First-year high schooler Yamada is widely seen as gorgeous and seemingly flawless, yet she’s fixated on an unusual personal objective: sleeping with 100 men before graduation. Her levelheaded best friend, Miharu Takeshita, quickly points out the obvious problem—Yamada has no experience with boys at all.
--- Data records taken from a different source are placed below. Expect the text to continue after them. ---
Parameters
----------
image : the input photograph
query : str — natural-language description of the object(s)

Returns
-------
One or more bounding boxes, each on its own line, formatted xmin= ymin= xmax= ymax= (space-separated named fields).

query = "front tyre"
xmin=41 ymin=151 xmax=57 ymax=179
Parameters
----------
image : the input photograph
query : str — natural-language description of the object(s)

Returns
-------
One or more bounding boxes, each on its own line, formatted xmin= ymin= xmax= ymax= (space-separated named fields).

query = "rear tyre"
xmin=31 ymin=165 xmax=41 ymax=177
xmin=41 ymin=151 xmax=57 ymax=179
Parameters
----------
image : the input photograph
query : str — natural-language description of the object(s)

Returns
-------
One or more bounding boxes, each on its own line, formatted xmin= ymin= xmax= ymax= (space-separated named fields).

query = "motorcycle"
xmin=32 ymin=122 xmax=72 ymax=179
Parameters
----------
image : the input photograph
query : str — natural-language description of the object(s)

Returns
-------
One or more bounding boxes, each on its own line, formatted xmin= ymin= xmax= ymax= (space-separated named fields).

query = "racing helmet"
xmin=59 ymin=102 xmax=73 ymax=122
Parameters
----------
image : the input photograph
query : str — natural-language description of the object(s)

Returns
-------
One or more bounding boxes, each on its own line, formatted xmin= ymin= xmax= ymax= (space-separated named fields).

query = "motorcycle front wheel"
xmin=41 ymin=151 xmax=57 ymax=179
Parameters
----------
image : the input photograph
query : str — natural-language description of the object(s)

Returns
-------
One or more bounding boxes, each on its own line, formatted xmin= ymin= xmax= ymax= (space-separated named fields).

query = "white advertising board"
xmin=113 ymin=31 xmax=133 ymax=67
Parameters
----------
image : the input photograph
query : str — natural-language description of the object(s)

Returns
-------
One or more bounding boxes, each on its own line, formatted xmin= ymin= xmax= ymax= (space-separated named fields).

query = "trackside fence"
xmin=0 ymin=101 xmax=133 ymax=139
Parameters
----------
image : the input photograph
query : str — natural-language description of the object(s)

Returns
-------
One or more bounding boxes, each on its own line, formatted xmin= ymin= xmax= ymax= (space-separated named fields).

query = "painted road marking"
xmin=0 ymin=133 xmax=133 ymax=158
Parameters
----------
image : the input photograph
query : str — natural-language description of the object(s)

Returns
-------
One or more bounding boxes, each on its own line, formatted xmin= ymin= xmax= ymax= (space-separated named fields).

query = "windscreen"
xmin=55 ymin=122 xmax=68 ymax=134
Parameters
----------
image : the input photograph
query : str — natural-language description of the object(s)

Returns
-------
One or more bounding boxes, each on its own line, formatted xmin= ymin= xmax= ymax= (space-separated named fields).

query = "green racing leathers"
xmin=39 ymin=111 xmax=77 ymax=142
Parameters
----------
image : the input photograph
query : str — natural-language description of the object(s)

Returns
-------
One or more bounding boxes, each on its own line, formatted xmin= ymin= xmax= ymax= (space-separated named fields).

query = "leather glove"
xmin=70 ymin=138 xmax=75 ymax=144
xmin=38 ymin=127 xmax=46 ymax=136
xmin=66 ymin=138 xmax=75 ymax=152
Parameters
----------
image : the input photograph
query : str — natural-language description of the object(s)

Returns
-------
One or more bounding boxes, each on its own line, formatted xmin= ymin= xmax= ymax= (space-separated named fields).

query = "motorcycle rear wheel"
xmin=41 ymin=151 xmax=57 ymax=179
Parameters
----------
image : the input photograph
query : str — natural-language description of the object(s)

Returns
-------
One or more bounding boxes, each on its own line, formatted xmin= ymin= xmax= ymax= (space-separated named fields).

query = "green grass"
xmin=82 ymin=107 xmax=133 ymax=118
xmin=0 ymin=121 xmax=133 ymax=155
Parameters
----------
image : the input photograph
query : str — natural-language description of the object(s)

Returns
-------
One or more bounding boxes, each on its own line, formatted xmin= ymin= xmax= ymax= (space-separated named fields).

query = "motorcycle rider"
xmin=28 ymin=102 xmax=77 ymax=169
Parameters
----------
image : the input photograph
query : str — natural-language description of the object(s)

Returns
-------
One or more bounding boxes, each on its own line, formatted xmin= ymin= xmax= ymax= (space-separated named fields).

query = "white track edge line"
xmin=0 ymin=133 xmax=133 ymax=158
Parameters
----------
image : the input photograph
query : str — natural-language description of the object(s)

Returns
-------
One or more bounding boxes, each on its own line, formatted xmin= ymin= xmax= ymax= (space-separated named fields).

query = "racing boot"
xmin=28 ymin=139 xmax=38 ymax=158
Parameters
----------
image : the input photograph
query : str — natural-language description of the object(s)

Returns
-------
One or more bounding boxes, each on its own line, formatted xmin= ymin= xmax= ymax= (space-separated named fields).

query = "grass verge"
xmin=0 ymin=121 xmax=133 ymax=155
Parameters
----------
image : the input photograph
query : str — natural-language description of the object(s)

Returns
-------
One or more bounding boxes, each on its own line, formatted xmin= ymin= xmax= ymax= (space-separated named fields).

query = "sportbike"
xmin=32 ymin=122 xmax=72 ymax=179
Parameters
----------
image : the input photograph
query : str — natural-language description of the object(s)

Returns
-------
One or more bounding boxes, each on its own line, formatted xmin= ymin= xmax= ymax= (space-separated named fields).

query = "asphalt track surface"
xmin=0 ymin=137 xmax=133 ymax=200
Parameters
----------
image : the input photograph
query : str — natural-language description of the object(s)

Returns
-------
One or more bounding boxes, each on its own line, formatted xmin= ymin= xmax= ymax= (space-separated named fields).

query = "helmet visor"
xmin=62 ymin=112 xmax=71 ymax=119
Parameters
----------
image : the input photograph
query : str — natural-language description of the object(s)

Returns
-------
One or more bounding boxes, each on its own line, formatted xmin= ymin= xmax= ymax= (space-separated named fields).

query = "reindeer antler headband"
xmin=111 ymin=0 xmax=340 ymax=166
Behind the bravado is a private insecurity, leaving Yamada convinced her first partner should be another virgin who won’t intimidate her. After a chance meeting, she chooses the timid, ordinary Takashi Kosuda—an aspiring photographer known more for his kindness than his confidence—as her target. As Yamada juggles awkward advances, competition for Kosuda’s attention, and her own impulses, her “plan” starts to blur with something more genuine the closer they become.

Otaku Consensus

B Gata H Kei lands as a divisive but memorable 2010 school ecchi-romcom: Yuusuke Yamamoto’s brisk direction and Satoru Nishizono’s 12-episode structure make it easy to marathon, while HAL Film Maker keeps the tone lighter than the premise suggests. Its strongest defenders point to the fast pacing, female-led embarrassment comedy, and unexpectedly gentle romance mechanics; the most common criticism is that the humor can feel repetitive or thin when the central gag does not connect.

Why You Should Watch

Watch B Gata H Kei if you want an ecchi school comedy where the joke is not conquest but panic, ego, and romantic inexperience colliding in public. It scratches a similar itch to School Rumble’s misunderstanding-driven chaos, but with a more openly sexual early-2010s seinen edge; it also lands closer to a compact rom-com than the harem power fantasy its premise may imply. The 12-episode length matters: the series moves quickly, rarely getting trapped in filler, and reviews that defend it consistently praise how marathonable it is. It is especially suited to viewers who like tsundere comedy, female-protagonist embarrassment humor, and awkward first-romance energy without wanting something as mean-spirited or explicit as the setup sounds.

Key Characters

  • Y
    Yamada

    Yamada is the series’ engine because the comedy runs on the gap between her glamorous, tsundere self-image and the total lack of practical confidence underneath it.

  • T
    Takashi Kosuda

    Takashi Kosuda stands out less as a harem lead than as a soft-spoken counterweight, with his photography interest giving the romance a quieter observational texture.

  • M
    Miharu Takeshita

    Miharu Takeshita functions as the grounded best-friend filter, turning Yamada’s grandstanding into comedy by immediately puncturing the logic behind it.

What Makes It Stand Out

  • 1

    HAL Film Maker produced the anime as a complete 12-episode TV run airing from April 2 to June 18, 2010, giving it the compact feel reviewers often cite as a reason it plays well in one or two sittings.

  • 2

    The adaptation is built around a female protagonist rather than the usual male wish-fulfillment center; AniList’s tag weighting reflects that clearly, with Female Protagonist at 92% and Tsundere at 76%.

  • 3

    The creative staff combines Yuusuke Yamamoto as director, Satoru Nishizono on series composition, and Kazuyuki Fudeyasu on script work, which helps explain the show’s emphasis on rapid gag escalation over long dramatic arcs.

  • 4

    Music is credited to Hitoshi Fujima, Junpei Fujita, and Elements Garden, placing the series’ sound in the hands of composers associated with polished pop-anime arrangement rather than throwaway sitcom scoring.

  • 5

    Its reception profile is unusually lopsided: despite a modest MAL score of 6.82 and rank of #5807, it sits at MAL popularity #666 with 227,936 votes, marking it as a widely sampled title with sharply split reactions.

Fun Facts & Trivia

Fun fact 1
Youko Sanri is credited both as the original creator and for the original character design, so the anime’s core visual identity is directly tied to its source author rather than being wholly reinterpreted for TV.
Fun fact 2
AniList records a 64/100 score and 693 favourites, closely matching the broader mixed reception seen in reviews that call it either a breezy rom-com or a comedy without enough staying power.
Fun fact 3
The AniList tag mix is more specific than the basic genre labels suggest: alongside Comedy, Ecchi, Romance, and School, it carries Photography at 73%, Seinen at 72%, Parody at 60%, Ojou-sama at 60%, and Gods at 40%.
Fun fact 4
Review coverage repeatedly notes that the series is less raunchy in execution than its headline premise implies, with several critics framing it as lighthearted romantic comedy rather than pure shock-value ecchi.